Commodities, Copper, Exploration/Development, Gold, News

Havieron ‘lookalike’ targets excite Greatland Gold

Greatland Gold

Greatland Gold’s new Canning and Paterson South deposits are showing promise after two Havieron ‘lookalike’ targets were identified at the Western Australia exploration tenements.

The two targets have presented characteristics akin to the magnetic and gravity anomaly associated with Havieron, the adjacent copper-gold project Greatland and Newcrest Mining are working to bring into production in 2024.

Early-stage exploration has paved the way for further investigation, with the next steps to confirm the historical gravity data and remodel the gravity and magnetic data, with the aim of targeting drill holes for one or both targets.

“These targets, which have never been drilled, are exciting opportunities situated within our expanded holdings in the Paterson district,” Greatland chief executive officer Shaun Day said.

“Both show strong magnetic and gravity anomalies, with characteristics analogous to the magnetic and gravity signature developed over Havieron.”

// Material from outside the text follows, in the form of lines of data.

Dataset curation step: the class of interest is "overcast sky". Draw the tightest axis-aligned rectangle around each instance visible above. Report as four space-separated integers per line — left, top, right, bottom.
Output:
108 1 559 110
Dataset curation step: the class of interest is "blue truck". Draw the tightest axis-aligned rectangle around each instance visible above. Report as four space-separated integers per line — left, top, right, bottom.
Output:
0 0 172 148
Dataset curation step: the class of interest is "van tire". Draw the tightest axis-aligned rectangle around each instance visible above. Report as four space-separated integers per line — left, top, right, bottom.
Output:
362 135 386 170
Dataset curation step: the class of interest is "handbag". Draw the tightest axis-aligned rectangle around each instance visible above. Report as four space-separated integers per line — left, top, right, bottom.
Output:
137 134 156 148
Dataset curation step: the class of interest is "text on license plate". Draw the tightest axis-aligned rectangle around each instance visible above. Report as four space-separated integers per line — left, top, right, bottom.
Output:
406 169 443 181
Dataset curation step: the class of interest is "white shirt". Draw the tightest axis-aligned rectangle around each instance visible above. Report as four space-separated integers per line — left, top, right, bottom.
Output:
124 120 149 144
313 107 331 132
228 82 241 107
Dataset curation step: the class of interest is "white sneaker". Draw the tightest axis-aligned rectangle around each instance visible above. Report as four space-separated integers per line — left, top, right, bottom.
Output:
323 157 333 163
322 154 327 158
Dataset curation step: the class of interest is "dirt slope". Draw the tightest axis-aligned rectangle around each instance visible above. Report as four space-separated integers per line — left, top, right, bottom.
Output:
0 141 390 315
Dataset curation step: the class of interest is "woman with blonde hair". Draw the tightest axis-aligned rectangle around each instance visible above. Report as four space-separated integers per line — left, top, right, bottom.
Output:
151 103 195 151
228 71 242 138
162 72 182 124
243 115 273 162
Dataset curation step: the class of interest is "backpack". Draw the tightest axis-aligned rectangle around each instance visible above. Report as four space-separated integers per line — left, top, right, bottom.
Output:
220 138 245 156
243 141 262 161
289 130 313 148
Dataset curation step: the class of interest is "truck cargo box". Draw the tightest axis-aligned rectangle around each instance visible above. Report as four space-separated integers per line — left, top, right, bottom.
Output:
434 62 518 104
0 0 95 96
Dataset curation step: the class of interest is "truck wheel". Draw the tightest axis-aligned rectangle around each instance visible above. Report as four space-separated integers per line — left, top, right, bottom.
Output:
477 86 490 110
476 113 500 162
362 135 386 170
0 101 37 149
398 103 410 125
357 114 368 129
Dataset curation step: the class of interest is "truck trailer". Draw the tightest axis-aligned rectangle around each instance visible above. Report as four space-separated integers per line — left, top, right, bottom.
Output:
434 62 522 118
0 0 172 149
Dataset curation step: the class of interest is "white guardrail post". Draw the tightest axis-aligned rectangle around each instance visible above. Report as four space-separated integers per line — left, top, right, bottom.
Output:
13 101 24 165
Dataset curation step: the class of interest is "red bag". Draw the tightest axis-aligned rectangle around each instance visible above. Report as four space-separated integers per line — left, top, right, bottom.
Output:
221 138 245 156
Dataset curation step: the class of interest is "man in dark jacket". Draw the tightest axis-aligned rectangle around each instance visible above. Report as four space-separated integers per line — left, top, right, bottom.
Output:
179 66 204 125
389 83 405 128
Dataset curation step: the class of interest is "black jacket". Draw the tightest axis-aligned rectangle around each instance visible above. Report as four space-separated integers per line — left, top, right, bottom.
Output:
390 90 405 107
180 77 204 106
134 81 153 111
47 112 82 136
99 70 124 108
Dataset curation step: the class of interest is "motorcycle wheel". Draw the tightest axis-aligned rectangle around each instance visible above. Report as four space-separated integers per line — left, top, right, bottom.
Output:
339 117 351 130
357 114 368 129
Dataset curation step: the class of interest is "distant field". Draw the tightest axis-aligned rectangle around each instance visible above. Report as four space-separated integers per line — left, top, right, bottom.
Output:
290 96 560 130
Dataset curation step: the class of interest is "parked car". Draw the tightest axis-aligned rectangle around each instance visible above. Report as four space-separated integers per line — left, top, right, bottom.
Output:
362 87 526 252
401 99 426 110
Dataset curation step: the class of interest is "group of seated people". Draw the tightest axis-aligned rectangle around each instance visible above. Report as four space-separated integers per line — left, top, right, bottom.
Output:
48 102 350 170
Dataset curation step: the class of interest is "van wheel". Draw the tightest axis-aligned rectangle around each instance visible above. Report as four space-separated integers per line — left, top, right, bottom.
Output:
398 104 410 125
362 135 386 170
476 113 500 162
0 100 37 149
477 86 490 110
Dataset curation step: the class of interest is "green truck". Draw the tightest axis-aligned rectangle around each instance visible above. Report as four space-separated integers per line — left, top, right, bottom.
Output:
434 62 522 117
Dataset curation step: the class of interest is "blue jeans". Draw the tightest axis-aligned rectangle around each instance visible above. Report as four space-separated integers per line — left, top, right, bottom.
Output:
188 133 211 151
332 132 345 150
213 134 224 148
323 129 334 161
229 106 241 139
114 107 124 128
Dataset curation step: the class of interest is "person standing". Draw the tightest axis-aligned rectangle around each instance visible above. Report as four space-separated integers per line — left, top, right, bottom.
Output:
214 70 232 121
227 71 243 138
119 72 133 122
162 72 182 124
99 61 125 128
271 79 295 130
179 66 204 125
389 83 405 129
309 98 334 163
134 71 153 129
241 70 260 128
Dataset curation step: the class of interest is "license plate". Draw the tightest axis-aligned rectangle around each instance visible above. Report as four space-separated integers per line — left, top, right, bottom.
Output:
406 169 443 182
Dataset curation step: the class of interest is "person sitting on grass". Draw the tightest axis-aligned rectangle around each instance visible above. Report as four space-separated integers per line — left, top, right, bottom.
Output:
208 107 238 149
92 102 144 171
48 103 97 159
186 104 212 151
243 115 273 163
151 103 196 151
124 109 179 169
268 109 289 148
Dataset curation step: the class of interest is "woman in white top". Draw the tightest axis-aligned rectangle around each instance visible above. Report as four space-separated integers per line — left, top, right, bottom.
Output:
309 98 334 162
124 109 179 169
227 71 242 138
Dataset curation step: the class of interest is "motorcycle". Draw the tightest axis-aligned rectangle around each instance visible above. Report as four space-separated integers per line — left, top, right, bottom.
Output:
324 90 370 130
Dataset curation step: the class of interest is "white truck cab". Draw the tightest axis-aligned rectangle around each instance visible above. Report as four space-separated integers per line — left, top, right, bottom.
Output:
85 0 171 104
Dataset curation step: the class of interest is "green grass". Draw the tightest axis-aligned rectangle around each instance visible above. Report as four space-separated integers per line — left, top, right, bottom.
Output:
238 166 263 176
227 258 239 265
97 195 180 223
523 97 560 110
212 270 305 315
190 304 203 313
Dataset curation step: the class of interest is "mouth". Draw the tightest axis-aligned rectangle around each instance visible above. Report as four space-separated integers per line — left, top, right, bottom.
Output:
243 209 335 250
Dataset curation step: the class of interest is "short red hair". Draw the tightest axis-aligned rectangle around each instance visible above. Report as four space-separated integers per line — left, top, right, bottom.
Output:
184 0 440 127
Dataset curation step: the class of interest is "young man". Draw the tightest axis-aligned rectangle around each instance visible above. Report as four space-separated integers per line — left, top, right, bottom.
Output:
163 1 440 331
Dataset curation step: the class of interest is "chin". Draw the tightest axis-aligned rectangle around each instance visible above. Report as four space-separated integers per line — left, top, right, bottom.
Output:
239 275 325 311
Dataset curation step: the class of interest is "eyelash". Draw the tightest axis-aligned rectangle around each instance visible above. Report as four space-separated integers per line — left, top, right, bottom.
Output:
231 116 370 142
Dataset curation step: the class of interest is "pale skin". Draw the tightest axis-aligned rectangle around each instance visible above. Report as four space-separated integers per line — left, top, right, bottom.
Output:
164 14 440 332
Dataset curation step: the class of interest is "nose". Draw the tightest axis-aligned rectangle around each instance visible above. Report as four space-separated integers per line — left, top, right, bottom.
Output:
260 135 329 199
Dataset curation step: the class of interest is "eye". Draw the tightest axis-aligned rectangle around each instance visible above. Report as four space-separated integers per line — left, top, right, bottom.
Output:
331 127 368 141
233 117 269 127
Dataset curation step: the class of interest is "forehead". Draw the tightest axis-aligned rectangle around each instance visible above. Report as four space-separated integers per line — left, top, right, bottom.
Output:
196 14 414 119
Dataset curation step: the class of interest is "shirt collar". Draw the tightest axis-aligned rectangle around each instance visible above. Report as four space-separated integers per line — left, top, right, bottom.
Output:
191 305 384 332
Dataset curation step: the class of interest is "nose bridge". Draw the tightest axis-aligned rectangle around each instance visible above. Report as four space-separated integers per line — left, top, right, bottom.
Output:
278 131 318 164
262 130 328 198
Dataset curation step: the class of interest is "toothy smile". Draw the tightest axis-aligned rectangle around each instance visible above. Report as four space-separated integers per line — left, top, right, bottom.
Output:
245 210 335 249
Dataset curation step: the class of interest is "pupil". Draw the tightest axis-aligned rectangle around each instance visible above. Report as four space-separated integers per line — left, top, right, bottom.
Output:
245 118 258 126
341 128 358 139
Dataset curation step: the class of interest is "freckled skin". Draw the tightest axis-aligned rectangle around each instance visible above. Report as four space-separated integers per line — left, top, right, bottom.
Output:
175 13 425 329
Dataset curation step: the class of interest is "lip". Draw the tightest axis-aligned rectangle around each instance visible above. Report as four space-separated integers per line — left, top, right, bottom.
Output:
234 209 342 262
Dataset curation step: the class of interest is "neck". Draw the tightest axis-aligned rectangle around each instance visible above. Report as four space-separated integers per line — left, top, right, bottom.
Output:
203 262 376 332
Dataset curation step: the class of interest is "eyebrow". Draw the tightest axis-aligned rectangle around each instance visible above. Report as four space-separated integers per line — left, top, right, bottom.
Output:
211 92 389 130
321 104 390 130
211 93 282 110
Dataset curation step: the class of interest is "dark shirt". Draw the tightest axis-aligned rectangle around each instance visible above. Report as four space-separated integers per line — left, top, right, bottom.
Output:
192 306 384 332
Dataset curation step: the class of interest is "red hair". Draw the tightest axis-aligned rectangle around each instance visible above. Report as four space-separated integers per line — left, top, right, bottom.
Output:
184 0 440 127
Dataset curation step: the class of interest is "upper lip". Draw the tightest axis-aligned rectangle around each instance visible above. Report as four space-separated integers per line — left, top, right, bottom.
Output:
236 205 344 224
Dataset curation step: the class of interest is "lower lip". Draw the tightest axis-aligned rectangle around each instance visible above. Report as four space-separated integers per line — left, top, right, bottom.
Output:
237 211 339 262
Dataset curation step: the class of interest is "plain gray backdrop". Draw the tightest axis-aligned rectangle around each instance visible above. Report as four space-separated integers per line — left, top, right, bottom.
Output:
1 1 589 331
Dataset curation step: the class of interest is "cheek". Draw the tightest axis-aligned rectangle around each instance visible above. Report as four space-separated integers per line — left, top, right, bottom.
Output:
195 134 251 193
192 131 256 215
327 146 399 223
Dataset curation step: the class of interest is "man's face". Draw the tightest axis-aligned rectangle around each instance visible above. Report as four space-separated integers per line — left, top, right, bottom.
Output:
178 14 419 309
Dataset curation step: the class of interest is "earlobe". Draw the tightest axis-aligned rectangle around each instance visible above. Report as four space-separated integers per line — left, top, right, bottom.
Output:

While still green, Day believes the early signs of Canning and Paterson South are encouraging, with other successful projects following a similar path.

“As with Havieron, the new targets sit under cover and remain untested, which allows Greatland to apply our proven record of discovery and exploration success to identify prospective Telfer, Winu and Havieron style mineralisation,” he said.

“We consider these bullseye targets significant and exciting additions to our growth portfolio as we seek to discover further tier-one gold-copper deposits in the Paterson province.”

Greatland acquired the Paterson South exploration tenement from Province Resources in September.

The company lodged a separate application for the Canning licence, which is still pending. In the meantime, Greatland has been compiling and reviewing historical exploration data at the site.

Both Paterson South and Canning have seen limited exploration in the past.

It comes after Newcrest provided an update on the Havieron joint venture project in October.

Stage one of the pre-feasibility study (PFS) indicated Havieron will deliver an estimated internal rate of return of 16 per cent with a four-year payback period.

This is based on estimated average gold production of 160,000 ounces per annum at an all-in sustaining cost of $US743 ($1101) per ounce across an initial nine-year mine life.